Iran juga memiliki ambisi yang sama dengan Cina dan Rusia untuk menahan pengaruh AS, bahkan jika aspirasinya terkadang berbenturan dengan Cina dan Rusia. “Proyek Sabuk dan Jalan Cina di atas kertas akan membiayai opsi transit tambahan untuk transfer barang dari pelabuhan di Iran selatan ke utara dan seterusnya ke Turki, Rusia, atau Eropa. Cina memiliki sejumlah pilihan transit yang tersedia untuk itu, tetapi wilayah Iran sulit untuk dihindari untuk setiap penghubung selatan-utara atau timur-barat,” ujar pakar Iran, Alex Vatanka, mengacu pada infrastruktur Beijing.

Dibandingkan dengan Iran yang tengah terkekang, Arab Saudi dan UEA menawarkan geografi yang terkait dengan beberapa jalur air paling strategis yang dilalui banyak minyak dan gas dunia serta posisinya di seberang Tanduk Afrika dan cadangan energinya.

Selain itu, posisi Arab Saudi sebagai pemimpin agama di dunia Muslim yang dibangun di atas perwaliannya pada dua kota paling suci Islam, Mekkah dan Madinah, berpotensi untuk dijadikan alat Saudi bersaing untuk mendapatkan kepemimpinan dengan negara-negara mayoritas Muslim di Timur Tengah dan Asia lainnya, kata Dorsey.

Dengan prinsip ‘lebih baik musuh yang Anda ketahui daripada iblis yang tidak Anda ketahui’, para pemimpin Saudi mungkin menemukan bahwa mereka, dalam skenario terbaik, mampu menjangkau Cina dan Rusia dengan cara yang belum mereka lakukan sampai sekarang, tetapi pada akhirnya mereka kehilangan pilihan yang baik.

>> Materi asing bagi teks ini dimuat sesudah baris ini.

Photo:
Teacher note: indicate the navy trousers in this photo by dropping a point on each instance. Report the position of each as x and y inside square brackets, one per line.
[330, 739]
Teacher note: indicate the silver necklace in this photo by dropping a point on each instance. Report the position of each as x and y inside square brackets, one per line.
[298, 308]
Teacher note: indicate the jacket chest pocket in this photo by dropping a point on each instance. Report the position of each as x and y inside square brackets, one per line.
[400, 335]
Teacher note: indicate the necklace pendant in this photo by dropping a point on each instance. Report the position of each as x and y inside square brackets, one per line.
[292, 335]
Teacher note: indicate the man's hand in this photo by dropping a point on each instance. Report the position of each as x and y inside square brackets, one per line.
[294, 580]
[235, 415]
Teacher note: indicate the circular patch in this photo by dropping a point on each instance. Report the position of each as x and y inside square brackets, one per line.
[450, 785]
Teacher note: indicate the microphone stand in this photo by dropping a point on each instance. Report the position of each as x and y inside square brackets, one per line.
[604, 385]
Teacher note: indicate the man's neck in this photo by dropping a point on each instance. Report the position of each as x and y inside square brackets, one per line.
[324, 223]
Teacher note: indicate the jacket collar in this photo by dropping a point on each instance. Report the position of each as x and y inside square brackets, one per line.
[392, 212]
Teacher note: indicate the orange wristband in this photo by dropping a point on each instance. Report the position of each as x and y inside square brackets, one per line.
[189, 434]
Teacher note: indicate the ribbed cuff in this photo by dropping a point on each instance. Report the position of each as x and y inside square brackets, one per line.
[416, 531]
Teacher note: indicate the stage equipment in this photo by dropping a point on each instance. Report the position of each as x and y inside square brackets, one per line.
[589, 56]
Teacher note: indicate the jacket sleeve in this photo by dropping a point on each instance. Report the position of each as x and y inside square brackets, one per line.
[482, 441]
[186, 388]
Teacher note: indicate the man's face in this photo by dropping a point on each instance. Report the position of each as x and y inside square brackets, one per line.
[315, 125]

Kesimpulan itu mungkin diperkuat oleh kesadaran bahwa Amerika Serikat telah mengisyaratkan dengan tidak memberi sanksi kepada Pangeran Mohammed, dan dengan demikian tidak ingin memotong ‘tali pusar’ hubungannya dengan Saudi. Pesan itu juga terkandung dalam keputusan pemerintahan Biden sebelumnya untuk menghentikan penjualan senjata yang dapat digunakan Arab Saudi untuk operasi ofensif di Yaman, tetapi bukan senjata yang dibutuhkan untuk mempertahankan wilayahnya dari serangan eksternal.

Pada intinya, menurut Dorsey, pilihan terbaik Arab Saudi untuk melawan Iran yang menimbulkan ancaman bagi ambisi kerajaan, terlepas dari rezim apa pun yang berkuasa, adalah bekerja sama dengan sekutunya untuk mengembangkan jenis kebijakan ekonomi dan social, serta pemerintahan yang akan memungkinkannya memanfaatkan asetnya untuk bersaing secara efektif. Penahanan Iran adalah taktik jangka pendek yang pada akhirnya akan berjalan dengan sendirinya.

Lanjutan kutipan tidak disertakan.